2.5. Higher Expression of AKT- and cMYC-Encoded Proteins that Enhance Warburg Effect in the TFAM-KD Clone

The protein expression levels of AKT- and c-MYC-encoded AKT and MYC that enhance Warburg effect [13] in the TFAM-KD clone were higher than those of the NT clone (Figure 1).

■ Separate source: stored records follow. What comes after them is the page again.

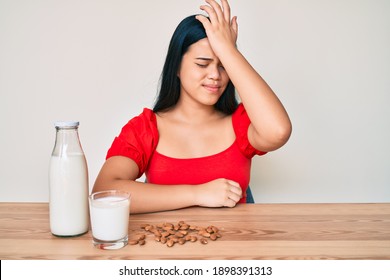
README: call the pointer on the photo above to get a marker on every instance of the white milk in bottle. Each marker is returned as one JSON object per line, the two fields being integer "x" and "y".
{"x": 68, "y": 183}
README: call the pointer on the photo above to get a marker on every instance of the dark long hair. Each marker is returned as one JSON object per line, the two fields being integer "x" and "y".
{"x": 188, "y": 32}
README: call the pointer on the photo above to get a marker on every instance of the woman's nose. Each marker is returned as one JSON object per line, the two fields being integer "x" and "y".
{"x": 214, "y": 73}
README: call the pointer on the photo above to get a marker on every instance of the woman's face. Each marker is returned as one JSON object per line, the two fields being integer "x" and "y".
{"x": 202, "y": 76}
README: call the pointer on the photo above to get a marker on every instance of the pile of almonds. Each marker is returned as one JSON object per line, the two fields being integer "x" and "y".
{"x": 170, "y": 234}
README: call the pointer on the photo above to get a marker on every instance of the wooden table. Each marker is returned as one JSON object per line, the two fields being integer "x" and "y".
{"x": 252, "y": 231}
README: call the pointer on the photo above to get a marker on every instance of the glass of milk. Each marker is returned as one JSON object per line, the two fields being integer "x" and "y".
{"x": 109, "y": 212}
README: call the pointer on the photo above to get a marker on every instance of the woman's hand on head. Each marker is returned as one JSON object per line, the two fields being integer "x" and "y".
{"x": 221, "y": 29}
{"x": 219, "y": 193}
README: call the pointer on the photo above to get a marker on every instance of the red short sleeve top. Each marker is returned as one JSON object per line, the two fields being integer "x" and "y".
{"x": 138, "y": 141}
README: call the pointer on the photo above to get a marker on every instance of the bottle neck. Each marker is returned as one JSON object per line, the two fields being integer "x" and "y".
{"x": 67, "y": 142}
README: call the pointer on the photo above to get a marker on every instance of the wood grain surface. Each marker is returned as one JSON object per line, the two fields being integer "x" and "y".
{"x": 251, "y": 231}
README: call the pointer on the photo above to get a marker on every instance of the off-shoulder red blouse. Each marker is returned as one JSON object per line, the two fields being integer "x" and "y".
{"x": 138, "y": 141}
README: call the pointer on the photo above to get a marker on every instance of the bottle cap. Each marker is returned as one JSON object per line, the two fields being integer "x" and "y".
{"x": 66, "y": 124}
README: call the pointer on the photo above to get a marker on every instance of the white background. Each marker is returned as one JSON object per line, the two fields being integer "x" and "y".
{"x": 99, "y": 62}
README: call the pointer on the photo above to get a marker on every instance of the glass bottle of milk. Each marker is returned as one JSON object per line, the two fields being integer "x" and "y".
{"x": 68, "y": 183}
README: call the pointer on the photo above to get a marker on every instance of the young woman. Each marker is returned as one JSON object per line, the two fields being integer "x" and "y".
{"x": 196, "y": 145}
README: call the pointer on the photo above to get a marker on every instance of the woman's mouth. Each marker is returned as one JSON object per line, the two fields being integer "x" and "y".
{"x": 212, "y": 88}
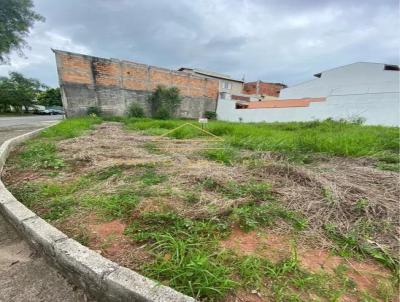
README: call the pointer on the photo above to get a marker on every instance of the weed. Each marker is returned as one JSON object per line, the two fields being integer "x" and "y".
{"x": 352, "y": 243}
{"x": 330, "y": 137}
{"x": 117, "y": 205}
{"x": 40, "y": 155}
{"x": 192, "y": 197}
{"x": 252, "y": 215}
{"x": 250, "y": 271}
{"x": 185, "y": 251}
{"x": 152, "y": 148}
{"x": 59, "y": 207}
{"x": 226, "y": 156}
{"x": 151, "y": 177}
{"x": 70, "y": 128}
{"x": 188, "y": 267}
{"x": 82, "y": 236}
{"x": 106, "y": 173}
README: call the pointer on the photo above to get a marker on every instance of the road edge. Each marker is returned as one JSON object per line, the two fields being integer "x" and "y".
{"x": 103, "y": 279}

2.6. Lower OCR and Higher ECAR of Cellular Metabolism in the TFAM-KD Clone

With regard to the oxygen consumption and lactate production during cellular metabolism (Table 3), the TFAM-KD clone had a lower mOCRB (1294.9 ± 187.3 vs. 1986.3 ± 167.4 pmole/min/106 cells, p = 0.009), a lower maximal mitochondrial oxygen consumption rate (mOCRMax, 1335.1 ± 90.5 vs. 2056.8 ± 176.3 pmole/min/106 cells, p = 0.003) but a higher ECARB (2230.2 ± 77.2 vs. 2016.4 ± 15.0 mpH/min/106 cells, p = 0.037) as compared with those of the NT clone.
To evaluate the alteration of cellular metabolism in the TFAM-KD clone, we measured the mOCRB/ECARB and ECARB/mOCRB, respectively, to compare the contribution of aerobic metabolism and anaerobic glycolysis to energy production [30]. Interestingly, the TFAM-KD clone had a lower ratio of mOCRB/ECARB (0.580 ± 0.079 vs. 0.983 ± 0.075, p = 0.003) but a higher ratio of ECARB/mOCRB (1.747 ± 0.249 vs. 1.020 ± 0.078, p = 0.009) as compared with those of the NT clone.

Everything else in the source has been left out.